The incredible buzz going around the happy families whose children are now wearing unique EBPP uniforms, that differentiate them from other school children (not that they see many of them around here), can be summed up by the remarks of two proud parents: a Cegi dad who whispered to me "Now my child looks like a real school student" and the second from a Pengalusan Mum who beamed and said "Mr David, you have done so much for us by educating our children and now you even managed to get a donation to provide our children with these wonderful uniforms". Yet the most satisfying thing of the day, just before we were about to return home to Denpasar,was when two of ourgirls from Bunga programme came up to me to personally thank me, out of sight of all the other children and our staff, for their beautiful new school uniforms.
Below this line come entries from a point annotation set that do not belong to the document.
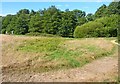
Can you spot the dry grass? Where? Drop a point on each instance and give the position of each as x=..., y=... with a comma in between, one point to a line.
x=71, y=52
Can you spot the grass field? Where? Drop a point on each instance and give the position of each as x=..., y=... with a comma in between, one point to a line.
x=42, y=54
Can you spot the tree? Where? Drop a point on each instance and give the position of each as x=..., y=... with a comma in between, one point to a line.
x=102, y=11
x=35, y=24
x=68, y=24
x=90, y=17
x=6, y=21
x=51, y=19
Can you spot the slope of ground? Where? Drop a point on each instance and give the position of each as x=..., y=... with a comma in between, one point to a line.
x=21, y=62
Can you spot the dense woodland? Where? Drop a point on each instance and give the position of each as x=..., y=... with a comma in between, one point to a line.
x=75, y=23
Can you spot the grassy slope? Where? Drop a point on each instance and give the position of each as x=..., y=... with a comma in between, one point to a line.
x=39, y=54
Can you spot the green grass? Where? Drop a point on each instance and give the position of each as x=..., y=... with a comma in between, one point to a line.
x=55, y=51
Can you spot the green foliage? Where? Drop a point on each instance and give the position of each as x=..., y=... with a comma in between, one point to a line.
x=103, y=27
x=63, y=23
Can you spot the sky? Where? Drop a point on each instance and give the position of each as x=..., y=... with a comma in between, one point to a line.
x=14, y=7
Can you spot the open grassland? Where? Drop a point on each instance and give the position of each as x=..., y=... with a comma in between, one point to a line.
x=41, y=54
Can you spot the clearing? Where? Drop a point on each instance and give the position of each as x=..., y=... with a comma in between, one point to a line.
x=38, y=59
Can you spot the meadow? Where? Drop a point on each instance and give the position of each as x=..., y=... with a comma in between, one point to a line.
x=42, y=54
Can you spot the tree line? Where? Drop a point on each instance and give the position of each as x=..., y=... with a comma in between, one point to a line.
x=54, y=21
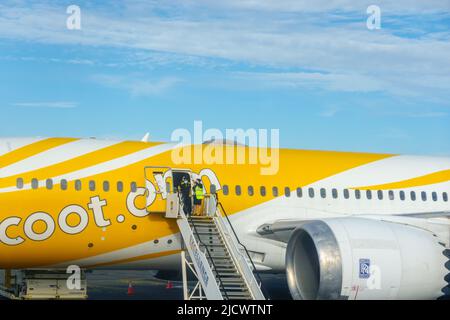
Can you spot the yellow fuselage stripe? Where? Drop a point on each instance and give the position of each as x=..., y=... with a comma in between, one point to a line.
x=78, y=163
x=32, y=149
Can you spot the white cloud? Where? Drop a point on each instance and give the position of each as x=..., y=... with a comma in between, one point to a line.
x=54, y=104
x=344, y=57
x=135, y=85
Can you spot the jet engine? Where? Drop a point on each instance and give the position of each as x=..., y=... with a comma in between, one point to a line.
x=360, y=258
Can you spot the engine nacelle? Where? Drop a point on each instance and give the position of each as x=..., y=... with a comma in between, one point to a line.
x=359, y=258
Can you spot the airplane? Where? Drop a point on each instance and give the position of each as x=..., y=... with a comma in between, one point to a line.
x=341, y=225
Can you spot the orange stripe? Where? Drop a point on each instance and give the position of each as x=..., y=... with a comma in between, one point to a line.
x=32, y=149
x=436, y=177
x=78, y=163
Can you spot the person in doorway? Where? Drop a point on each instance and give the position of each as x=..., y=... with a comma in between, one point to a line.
x=185, y=190
x=198, y=197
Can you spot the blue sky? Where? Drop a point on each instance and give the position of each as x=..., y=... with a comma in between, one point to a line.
x=309, y=68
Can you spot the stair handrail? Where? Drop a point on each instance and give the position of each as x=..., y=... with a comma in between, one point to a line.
x=255, y=271
x=189, y=218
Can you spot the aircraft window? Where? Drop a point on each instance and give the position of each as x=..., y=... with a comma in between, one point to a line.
x=380, y=194
x=275, y=191
x=434, y=196
x=334, y=193
x=63, y=184
x=19, y=183
x=346, y=194
x=78, y=185
x=391, y=195
x=287, y=192
x=423, y=195
x=34, y=183
x=226, y=190
x=262, y=190
x=49, y=184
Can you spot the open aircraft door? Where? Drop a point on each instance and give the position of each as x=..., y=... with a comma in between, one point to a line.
x=159, y=183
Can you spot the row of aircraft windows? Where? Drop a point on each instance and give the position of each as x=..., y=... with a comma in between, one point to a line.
x=64, y=184
x=322, y=192
x=250, y=190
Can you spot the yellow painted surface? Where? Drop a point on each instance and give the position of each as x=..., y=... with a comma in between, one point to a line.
x=296, y=169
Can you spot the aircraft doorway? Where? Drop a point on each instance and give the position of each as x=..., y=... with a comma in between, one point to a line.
x=182, y=182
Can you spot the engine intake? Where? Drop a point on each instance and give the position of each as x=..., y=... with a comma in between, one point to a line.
x=360, y=258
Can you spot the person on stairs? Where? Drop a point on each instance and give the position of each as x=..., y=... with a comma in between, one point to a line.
x=185, y=190
x=198, y=197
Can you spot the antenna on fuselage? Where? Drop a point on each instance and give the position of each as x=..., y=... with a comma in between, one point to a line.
x=146, y=137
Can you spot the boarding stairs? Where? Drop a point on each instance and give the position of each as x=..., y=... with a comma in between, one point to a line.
x=213, y=252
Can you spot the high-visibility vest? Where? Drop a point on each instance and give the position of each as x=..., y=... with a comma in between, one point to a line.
x=199, y=192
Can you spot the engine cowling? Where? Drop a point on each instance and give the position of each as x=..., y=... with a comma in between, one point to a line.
x=359, y=258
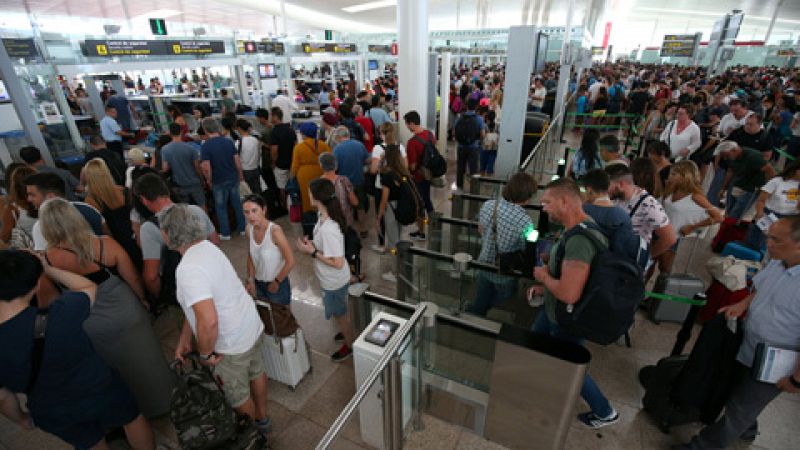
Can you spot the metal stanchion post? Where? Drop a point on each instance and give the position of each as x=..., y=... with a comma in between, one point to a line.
x=435, y=235
x=404, y=269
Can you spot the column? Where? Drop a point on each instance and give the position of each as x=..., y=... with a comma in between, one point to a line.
x=241, y=84
x=412, y=61
x=521, y=56
x=19, y=99
x=564, y=73
x=444, y=94
x=433, y=78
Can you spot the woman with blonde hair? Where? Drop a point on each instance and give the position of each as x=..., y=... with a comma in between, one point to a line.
x=112, y=202
x=388, y=135
x=19, y=215
x=118, y=325
x=686, y=206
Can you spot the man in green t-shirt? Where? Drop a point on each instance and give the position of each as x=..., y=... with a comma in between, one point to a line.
x=563, y=204
x=747, y=172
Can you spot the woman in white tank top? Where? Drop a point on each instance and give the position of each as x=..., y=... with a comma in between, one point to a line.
x=270, y=258
x=686, y=206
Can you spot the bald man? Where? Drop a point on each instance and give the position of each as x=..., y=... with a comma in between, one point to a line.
x=564, y=281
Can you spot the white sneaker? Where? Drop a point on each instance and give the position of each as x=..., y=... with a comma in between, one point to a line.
x=389, y=276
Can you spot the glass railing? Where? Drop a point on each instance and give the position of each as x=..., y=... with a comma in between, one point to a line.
x=386, y=405
x=459, y=285
x=467, y=206
x=432, y=353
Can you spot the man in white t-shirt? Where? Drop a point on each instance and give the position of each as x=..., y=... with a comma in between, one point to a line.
x=286, y=104
x=734, y=119
x=220, y=314
x=538, y=95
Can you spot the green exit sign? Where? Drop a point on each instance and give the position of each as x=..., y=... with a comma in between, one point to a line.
x=158, y=27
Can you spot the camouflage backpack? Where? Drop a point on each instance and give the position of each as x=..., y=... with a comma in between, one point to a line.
x=201, y=415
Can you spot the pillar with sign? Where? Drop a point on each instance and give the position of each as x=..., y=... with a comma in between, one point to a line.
x=412, y=64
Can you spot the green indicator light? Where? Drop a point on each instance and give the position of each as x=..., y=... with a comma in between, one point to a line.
x=530, y=233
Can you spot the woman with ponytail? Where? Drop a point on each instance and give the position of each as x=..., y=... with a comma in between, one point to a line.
x=330, y=266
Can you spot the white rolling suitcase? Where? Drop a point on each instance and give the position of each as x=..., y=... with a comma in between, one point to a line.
x=286, y=358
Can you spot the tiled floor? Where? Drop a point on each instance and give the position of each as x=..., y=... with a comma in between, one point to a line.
x=301, y=417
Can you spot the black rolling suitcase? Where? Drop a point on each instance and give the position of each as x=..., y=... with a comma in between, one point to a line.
x=682, y=389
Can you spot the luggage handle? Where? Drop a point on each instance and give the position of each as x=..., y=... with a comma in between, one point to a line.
x=265, y=304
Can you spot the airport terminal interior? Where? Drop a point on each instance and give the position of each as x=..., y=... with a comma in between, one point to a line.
x=422, y=224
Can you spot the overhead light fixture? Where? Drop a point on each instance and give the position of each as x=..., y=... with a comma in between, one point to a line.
x=160, y=14
x=369, y=6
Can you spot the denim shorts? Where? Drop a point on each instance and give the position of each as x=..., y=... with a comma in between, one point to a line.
x=335, y=301
x=283, y=296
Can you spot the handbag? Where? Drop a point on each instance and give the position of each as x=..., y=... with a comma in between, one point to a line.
x=507, y=262
x=278, y=319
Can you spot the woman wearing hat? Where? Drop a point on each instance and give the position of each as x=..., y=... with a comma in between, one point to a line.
x=305, y=160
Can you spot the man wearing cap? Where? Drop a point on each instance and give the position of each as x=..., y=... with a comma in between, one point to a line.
x=112, y=132
x=747, y=172
x=734, y=119
x=282, y=141
x=136, y=158
x=328, y=126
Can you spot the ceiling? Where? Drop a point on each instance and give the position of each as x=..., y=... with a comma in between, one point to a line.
x=258, y=17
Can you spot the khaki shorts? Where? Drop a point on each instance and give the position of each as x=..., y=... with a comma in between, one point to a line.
x=236, y=372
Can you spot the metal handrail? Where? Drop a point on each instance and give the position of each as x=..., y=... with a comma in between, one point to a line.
x=375, y=373
x=553, y=125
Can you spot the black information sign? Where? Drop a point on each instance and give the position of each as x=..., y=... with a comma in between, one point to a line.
x=21, y=48
x=109, y=48
x=311, y=47
x=680, y=45
x=387, y=49
x=250, y=47
x=194, y=47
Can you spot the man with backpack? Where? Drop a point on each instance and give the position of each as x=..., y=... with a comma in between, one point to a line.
x=159, y=264
x=469, y=131
x=773, y=319
x=565, y=279
x=647, y=215
x=416, y=149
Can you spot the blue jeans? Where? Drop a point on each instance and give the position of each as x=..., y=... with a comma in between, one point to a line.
x=716, y=185
x=590, y=392
x=225, y=193
x=736, y=207
x=487, y=160
x=466, y=157
x=490, y=291
x=424, y=189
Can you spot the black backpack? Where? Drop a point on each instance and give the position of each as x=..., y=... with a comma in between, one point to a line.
x=610, y=297
x=169, y=264
x=467, y=130
x=432, y=161
x=409, y=203
x=356, y=132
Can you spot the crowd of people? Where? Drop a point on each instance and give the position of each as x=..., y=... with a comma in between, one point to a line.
x=137, y=232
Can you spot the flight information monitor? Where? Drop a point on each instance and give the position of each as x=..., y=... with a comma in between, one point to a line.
x=680, y=45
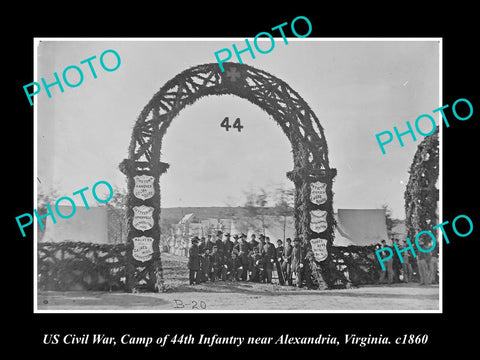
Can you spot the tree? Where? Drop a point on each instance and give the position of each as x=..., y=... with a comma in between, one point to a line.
x=389, y=221
x=255, y=206
x=284, y=205
x=117, y=208
x=44, y=197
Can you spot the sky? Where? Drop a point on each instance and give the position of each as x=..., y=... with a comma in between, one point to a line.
x=356, y=88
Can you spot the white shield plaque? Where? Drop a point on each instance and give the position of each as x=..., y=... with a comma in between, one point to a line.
x=142, y=217
x=143, y=187
x=318, y=192
x=319, y=248
x=142, y=248
x=318, y=220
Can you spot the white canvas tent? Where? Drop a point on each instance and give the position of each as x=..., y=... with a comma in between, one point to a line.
x=362, y=227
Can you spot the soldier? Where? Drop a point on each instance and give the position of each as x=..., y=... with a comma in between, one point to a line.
x=255, y=265
x=236, y=243
x=234, y=267
x=201, y=245
x=269, y=259
x=279, y=260
x=194, y=262
x=389, y=268
x=206, y=265
x=406, y=266
x=227, y=247
x=297, y=262
x=261, y=244
x=243, y=250
x=309, y=268
x=216, y=260
x=201, y=252
x=219, y=242
x=396, y=265
x=287, y=268
x=210, y=243
x=253, y=242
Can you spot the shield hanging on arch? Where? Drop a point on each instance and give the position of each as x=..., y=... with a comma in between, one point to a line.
x=142, y=217
x=319, y=248
x=143, y=188
x=318, y=192
x=142, y=248
x=318, y=220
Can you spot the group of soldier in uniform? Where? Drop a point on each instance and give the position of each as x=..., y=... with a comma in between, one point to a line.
x=223, y=257
x=402, y=271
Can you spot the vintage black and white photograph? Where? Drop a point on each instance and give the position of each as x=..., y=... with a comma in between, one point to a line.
x=209, y=174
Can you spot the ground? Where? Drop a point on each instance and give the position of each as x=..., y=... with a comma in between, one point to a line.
x=243, y=296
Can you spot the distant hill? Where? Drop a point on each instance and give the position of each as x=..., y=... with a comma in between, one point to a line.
x=173, y=215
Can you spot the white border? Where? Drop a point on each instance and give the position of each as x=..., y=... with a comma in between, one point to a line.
x=179, y=312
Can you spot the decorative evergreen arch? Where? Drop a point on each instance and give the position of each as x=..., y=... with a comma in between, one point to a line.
x=278, y=99
x=421, y=195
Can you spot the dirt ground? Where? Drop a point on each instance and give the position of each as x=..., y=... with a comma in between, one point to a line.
x=232, y=296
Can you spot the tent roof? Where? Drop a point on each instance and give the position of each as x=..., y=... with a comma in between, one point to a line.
x=360, y=226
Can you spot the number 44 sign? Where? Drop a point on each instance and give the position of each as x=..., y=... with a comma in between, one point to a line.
x=236, y=125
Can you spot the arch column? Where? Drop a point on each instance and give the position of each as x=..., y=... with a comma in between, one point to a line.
x=143, y=270
x=314, y=219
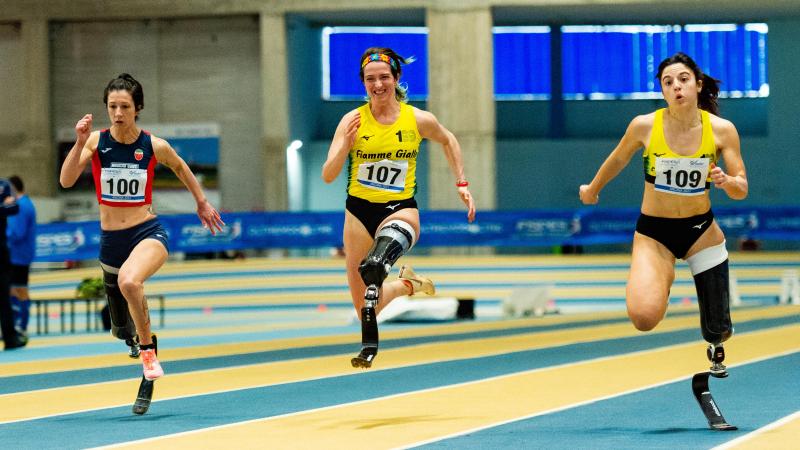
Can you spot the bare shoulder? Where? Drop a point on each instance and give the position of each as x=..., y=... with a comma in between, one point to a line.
x=641, y=125
x=159, y=143
x=426, y=121
x=720, y=125
x=422, y=115
x=349, y=115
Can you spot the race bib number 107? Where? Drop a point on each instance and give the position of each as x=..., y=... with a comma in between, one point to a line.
x=681, y=176
x=384, y=175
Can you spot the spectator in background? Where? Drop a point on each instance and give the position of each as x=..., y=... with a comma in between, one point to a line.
x=21, y=233
x=8, y=207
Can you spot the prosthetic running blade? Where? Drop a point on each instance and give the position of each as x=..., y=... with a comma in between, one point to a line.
x=145, y=394
x=369, y=339
x=707, y=404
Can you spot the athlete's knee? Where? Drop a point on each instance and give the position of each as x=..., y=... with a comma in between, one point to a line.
x=393, y=240
x=644, y=320
x=122, y=325
x=130, y=287
x=711, y=279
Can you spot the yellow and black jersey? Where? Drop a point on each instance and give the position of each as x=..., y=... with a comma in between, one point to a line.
x=678, y=174
x=383, y=160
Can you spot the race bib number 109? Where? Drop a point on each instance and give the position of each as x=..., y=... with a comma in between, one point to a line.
x=681, y=176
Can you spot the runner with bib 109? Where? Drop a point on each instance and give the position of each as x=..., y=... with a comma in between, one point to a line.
x=381, y=139
x=682, y=144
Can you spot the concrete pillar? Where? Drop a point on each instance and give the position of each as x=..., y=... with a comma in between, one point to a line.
x=37, y=164
x=275, y=110
x=461, y=95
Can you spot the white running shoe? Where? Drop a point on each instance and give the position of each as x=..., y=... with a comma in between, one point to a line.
x=152, y=368
x=418, y=283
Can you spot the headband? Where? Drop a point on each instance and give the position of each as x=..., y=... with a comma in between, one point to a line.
x=379, y=57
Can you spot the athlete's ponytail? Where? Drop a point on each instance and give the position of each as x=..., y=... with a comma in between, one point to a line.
x=707, y=97
x=394, y=60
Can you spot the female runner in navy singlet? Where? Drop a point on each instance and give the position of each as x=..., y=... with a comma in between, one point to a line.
x=133, y=244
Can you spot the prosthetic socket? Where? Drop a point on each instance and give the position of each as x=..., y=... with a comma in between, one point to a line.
x=710, y=270
x=122, y=325
x=391, y=242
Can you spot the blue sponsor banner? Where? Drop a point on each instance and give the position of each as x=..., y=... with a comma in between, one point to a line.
x=584, y=226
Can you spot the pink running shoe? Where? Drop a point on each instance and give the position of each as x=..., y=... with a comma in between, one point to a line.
x=152, y=368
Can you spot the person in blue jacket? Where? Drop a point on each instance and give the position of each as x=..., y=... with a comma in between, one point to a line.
x=21, y=233
x=8, y=207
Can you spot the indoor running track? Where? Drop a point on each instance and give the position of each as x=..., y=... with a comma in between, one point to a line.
x=584, y=380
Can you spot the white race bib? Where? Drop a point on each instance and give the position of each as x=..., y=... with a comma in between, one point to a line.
x=681, y=176
x=123, y=184
x=383, y=175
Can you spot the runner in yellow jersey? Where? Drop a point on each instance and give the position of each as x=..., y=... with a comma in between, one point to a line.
x=381, y=140
x=682, y=143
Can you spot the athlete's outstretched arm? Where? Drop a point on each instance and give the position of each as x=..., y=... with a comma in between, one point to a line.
x=430, y=128
x=632, y=141
x=341, y=144
x=81, y=153
x=734, y=183
x=167, y=155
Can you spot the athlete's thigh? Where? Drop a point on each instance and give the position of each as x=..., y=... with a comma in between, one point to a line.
x=651, y=275
x=357, y=243
x=712, y=236
x=407, y=215
x=146, y=258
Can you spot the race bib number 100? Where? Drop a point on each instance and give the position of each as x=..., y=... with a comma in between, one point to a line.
x=682, y=176
x=123, y=185
x=383, y=175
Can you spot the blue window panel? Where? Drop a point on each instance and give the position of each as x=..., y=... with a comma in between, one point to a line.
x=342, y=50
x=622, y=61
x=522, y=63
x=521, y=60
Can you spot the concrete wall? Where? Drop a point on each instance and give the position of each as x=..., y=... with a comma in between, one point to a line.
x=204, y=60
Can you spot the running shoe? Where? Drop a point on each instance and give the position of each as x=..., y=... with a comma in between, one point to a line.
x=152, y=368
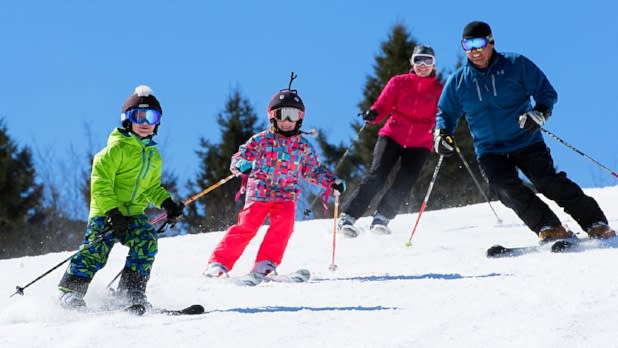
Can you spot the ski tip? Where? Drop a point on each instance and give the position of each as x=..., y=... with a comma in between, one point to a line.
x=136, y=309
x=194, y=309
x=496, y=250
x=561, y=246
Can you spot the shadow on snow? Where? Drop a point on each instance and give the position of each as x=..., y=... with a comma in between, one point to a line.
x=388, y=277
x=278, y=309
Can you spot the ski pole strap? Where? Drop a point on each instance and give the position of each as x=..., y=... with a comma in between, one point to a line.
x=325, y=198
x=243, y=188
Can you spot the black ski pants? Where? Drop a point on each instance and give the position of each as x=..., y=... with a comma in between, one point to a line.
x=385, y=155
x=536, y=163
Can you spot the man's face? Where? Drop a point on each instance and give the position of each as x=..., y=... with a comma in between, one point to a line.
x=478, y=50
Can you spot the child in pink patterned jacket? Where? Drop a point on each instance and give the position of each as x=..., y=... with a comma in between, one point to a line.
x=274, y=160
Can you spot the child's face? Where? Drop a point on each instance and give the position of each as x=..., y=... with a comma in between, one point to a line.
x=143, y=130
x=286, y=125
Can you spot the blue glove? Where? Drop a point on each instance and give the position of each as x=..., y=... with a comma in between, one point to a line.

Another day in Paradise!
Cegi School Opens Thanks to Tjeerd Hoekstra and his Dutch village
History was made in Cegi hamlet on the 16th of July 2004 when our children had their first classes in their new school. It was all a bit of a rush, and although the walls weren’t plastered and we hadn’t put in the woven bamboo windows or fitted the doors, it was a 100% improvement on their previous school: the local Bale banjar (community meeting centre), which didn’t even have walls! The last of all our four programmes to have a dedicated learning centre, Cegi School building is funded by a very special Dutch village, with all fundraising efforts initiated by Tjeerd Hoekstra and his wife Jenny, who joined me on this visit during their annual holiday to Bali.
Our relationship with Tjeerd started in December 2001 when he came to our Denpasar office to learn more about our programmes: what was most important if his small village in Holland could help, focussing on children’s education? “Dedicated buldings for the children to study in Pengalusan and Cegi”, was my reply, our first priority being for Pengalusan children, who were crammed into a tiny Bale with not even elbow room. In their local bazaar of March 2002, they raised enough money to build Pengalusan School. In their next bazaar on 13th December 2003 the funds were raised for Cegi centre. Thank you Tjeerd, Jenny and your whole community.
6th ANNIVERSARY CELEBRATIONS
It’s our birthday. We are six on the 25th of July. There is a buzz of excitement going through our whole team of 44 people because we have never had the time to celebrate before, nor did we have such milestones established in our goals for sustainable social and economic development. The consensus was “Let’s have a party”. Agreed. We will have a get-together in my garden in Denpasar on Saturday, 24th July 2004 which I will report briefly in my next Newsletter.
A special thank you to all who have supported and believed in us and thus helped us to get this far. I hope all of you will also join me in thanking my amazing Indonesian family/team and our many Indonesian and foreign volunteers who have made all of this possible.